Parametricity in Go

2013-10-17 (Last Modified: 2013-10-23)

One of my objections to Erlang is that despite paying the price of being a functional language, it often fails to reap the advantages. An example of this is in testability; nominally, a purely functional bit of code ought to be easier to test than the imperative equivalent, because it is just a matter of setting up your parameters and checking the results, with no IO or state in between.

Erlang doesn't make this impossible, but it's less convenient than the brochure promises. The core of your application is generally locked up in the various gen_* handlers. These handlers have very stereotyped ways of being called, which include the full state of the thing being tested. I find this very tedious to test, for two reasons: 1. Every test assertion must define some sort of "complete state" for the handler, which is probably full of real-world concerns in it. In particular if it has further messages it is going to send, those are often relatively hard-coded somehow... an inconvenient-to-mock Mnesia entry, an atom-registered process name, etc. (Erlang programs end up having a surprising amount of global state like that.) 2. If you want to test some sort of sequence of events, you are responsible for threading through the code, or manually invoking the proper gen_* start up functions, or something. It's possible to refactor your way out of this mess, but in practice it's a lot of work for the reward. So many of the tools you could use in other languages aren't available.

Go, in theory, ought to be harder to test than Erlang, being an imperative programming language. In practice, I'm finding it much easier, and I'm doing a lot more testing in it.

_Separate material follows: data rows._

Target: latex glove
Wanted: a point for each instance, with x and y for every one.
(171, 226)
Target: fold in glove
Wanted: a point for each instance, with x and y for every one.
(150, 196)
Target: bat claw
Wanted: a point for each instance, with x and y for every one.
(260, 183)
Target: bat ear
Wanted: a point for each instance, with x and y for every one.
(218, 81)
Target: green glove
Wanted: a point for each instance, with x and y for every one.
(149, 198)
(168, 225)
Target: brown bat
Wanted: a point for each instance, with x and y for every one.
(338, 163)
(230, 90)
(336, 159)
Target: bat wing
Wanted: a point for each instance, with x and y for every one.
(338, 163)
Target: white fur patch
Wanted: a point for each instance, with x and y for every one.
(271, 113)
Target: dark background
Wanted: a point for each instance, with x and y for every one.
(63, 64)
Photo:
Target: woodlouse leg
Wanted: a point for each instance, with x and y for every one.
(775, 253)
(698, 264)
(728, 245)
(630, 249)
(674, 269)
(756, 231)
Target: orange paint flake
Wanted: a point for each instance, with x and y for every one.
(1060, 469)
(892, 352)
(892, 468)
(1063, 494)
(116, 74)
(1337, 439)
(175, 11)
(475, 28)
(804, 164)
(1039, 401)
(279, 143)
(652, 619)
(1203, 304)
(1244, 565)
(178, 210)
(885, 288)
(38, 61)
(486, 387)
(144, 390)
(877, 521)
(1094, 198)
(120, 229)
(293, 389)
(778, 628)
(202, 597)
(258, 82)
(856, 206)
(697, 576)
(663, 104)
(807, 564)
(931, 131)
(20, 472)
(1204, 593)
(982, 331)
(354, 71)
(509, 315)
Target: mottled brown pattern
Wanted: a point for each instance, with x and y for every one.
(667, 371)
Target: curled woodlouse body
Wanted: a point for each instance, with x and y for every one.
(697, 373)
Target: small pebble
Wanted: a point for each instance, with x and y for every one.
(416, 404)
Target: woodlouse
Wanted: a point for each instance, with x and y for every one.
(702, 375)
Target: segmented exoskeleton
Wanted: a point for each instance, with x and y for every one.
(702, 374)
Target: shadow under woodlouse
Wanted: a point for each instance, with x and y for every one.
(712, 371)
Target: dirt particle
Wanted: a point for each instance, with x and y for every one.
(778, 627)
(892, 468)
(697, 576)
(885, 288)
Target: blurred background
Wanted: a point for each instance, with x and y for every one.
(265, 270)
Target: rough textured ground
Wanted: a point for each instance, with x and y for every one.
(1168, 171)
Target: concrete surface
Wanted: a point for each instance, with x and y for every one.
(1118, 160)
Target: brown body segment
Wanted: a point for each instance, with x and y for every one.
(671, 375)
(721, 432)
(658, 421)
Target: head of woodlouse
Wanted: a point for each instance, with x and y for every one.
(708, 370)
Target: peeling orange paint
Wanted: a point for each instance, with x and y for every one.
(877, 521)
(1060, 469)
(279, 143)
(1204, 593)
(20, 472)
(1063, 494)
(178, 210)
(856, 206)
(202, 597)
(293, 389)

First, the use of explicit channels makes it easier to control the input and output communication of a given piece of code than it is in Erlang, by taking control of the channel values in your test code.

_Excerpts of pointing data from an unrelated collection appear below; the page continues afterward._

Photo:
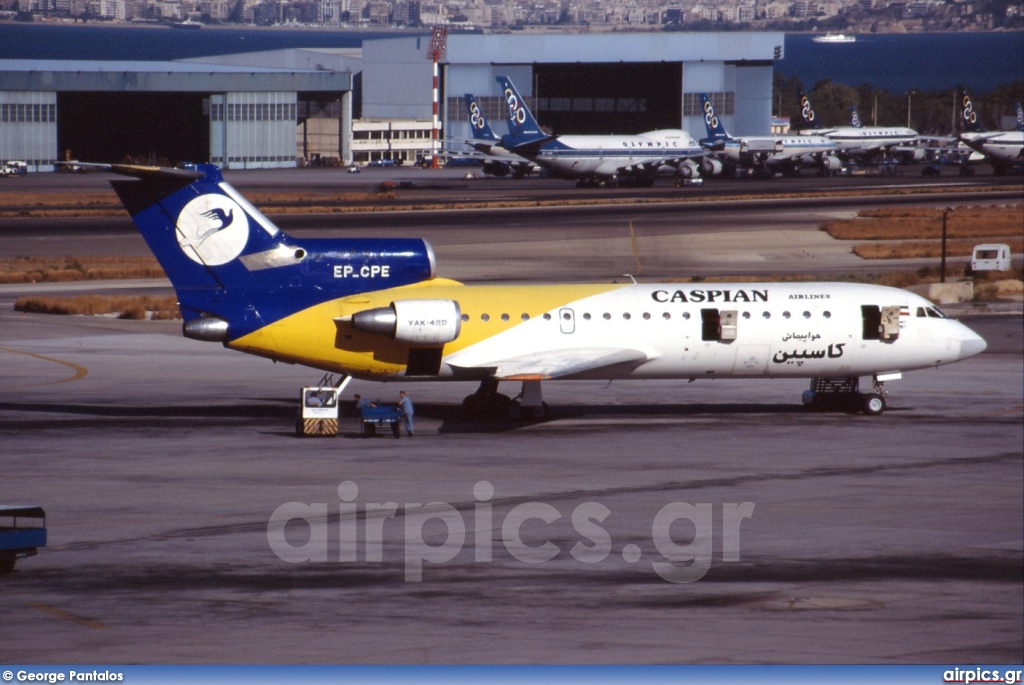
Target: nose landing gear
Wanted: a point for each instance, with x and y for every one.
(842, 394)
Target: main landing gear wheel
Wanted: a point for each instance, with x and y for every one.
(539, 412)
(873, 404)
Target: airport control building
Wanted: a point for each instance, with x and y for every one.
(284, 108)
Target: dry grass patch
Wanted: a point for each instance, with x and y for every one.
(46, 269)
(919, 222)
(124, 306)
(924, 249)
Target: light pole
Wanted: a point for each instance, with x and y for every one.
(942, 263)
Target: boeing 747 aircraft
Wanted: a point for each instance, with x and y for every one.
(863, 142)
(767, 153)
(498, 161)
(375, 309)
(594, 158)
(1004, 148)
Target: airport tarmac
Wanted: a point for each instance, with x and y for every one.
(161, 462)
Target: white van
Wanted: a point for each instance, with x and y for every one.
(13, 169)
(990, 257)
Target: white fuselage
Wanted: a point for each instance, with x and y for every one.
(606, 156)
(868, 139)
(780, 330)
(1004, 145)
(769, 151)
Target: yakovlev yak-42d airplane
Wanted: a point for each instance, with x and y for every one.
(373, 308)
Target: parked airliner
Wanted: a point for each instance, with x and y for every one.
(498, 161)
(594, 158)
(1004, 148)
(375, 309)
(766, 154)
(863, 142)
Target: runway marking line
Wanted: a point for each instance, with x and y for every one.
(60, 613)
(80, 372)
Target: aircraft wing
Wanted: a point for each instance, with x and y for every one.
(530, 147)
(560, 364)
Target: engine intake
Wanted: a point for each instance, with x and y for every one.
(417, 322)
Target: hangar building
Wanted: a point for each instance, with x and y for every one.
(271, 109)
(610, 83)
(160, 112)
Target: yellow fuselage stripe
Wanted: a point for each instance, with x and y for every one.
(311, 337)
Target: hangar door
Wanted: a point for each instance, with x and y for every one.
(142, 127)
(253, 130)
(603, 98)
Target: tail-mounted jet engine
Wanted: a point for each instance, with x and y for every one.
(416, 322)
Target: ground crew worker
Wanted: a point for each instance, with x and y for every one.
(407, 411)
(359, 403)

That's trivial. More subtly, despite being an entirely non-functional language (in the modern sense), it has (probably accidentally) picked up a concept from the functional languages called parametricity. That's a decent intro to the concept even if you're not fluent in Haskell, but the core idea is that there is a duality to the "power" of a data type; every operation the data type supports may make it "more useful" to a user, but correspondingly, when you hand that data type off to a function, you know less about what that function is going to do, because it can do all those things too. Every manipulation that the data type does not permit is dually a manipulation that you, the argument passer, can be guaranteed isn't going to happen.

As I've asserted before (in slightly different words), most mainstream programming languages obsess themselves with trying to offer as much power as possible to the user of a value, and neglecting the fact that this leaves the user vulnerable to whatever crazy thing a bit of called code may decide to do to their value.

Go... is still firmly in this mainstream. Trying to treat it as a functional language is merely a path to pain. But it turns out Go does have this particular trick usually associated with functional languages in its repertoire. The io hierarchy, with the Reader, ReadWriter, ReadWriteCloser, and related classes, provide particularly vivid examples in the stock library, but the technique is generally useful with other interfaces as well. If your function only takes a io.Reader, you are guaranteeing, albeit with an asterisk, that you will not close the stream in the function. (Or write to it, or do anything else that the literal type that you pass in may have permitted you to do.) The asterisk is that type assertions still allow you to penetrate down to the original type, but the solution in your code is of course Don't Do That. Penetrating the interface should be considered a code smell. I say only a smell because there may be legitimate reasons (optimizations, for instance), but it's certainly something to be used sparingly.

Testing a network server in Go is easier than Erlang because you can follow this pattern:

func Listen() {
    listener, _ := net.Listen(...) // whatever
    for {
        conn, _ := listener.Accept()
        go handleConnection(conn)
    }
}

// watch the type signatures here!
func handleConnection(conn net.TCPConn) {
    conn.SetNoDelay(false)
    // ... whatever other specific socket stuff you may need...

    handleService(conn)
}

// and here:
func handleService(conn io.ReadWriteCloser) {
    for {
        // read input...
        // handle input...
    }
}

handleService basically "drops privs" on the network connection, and turns it into just io.ReadWriteCloser, which is then in turn much easier to test with. If you do what I imagine is a common pattern, and go yourself a routine to drain the socket and send the messages over a channel, it gets even easier to test; you have a chan []byte (or whatever you may convert that into) and a io.ReadCloser, both of which are trivially drivable in a test suite by direct manipulation and a bytes.Buffer, respectively. The fiddling with the socket is often very easy code to test directly. In many cases, it is the sort of code that simply can't fail, such as the example above; if it type checks at all, SetNoDelay isn't going to fail. It's the code in handleService that is what actually needs testing.

Specify as little power as possible in your Go function signatures by carefully choosing your interfaces. The fewer operations the Go code can use on an object, the easier it is to test it, the easier it is for the code to be reused, the easier it is for people to use your code with confidence. If you are disciplined, there's even times where it is useful to declare an interface for the sole purpose of "dropping privs" on an object, and consequently reaping those benefits.

This is not impossible in other languages with interfaces, but the way Go implements its interfaces implicitly makes this the second easiest language I know to use this. (Haskell still beats it; Go's interfaces are a bit more convenient than Haskell's typeclasses, though I believe no more powerful, but Go's slight advantage there is then lost by the fact that Haskell has pervasive parametricity in all type signatures, not just in its typeclasses, from which it then offers further guarantees.) Anything that implements io.ReadWriteCloser is already an io.Reader, no separate declarations or casting required. I'm pretty sure that most languages that could theoretically support this idea would require the user to typecast down on the interface (possibly unsafely), making it something you have to think about instead of just doing, and therefore making it something that doesn't happen. Making it so easy to refuse power is a very powerful technique for making correct and testable code.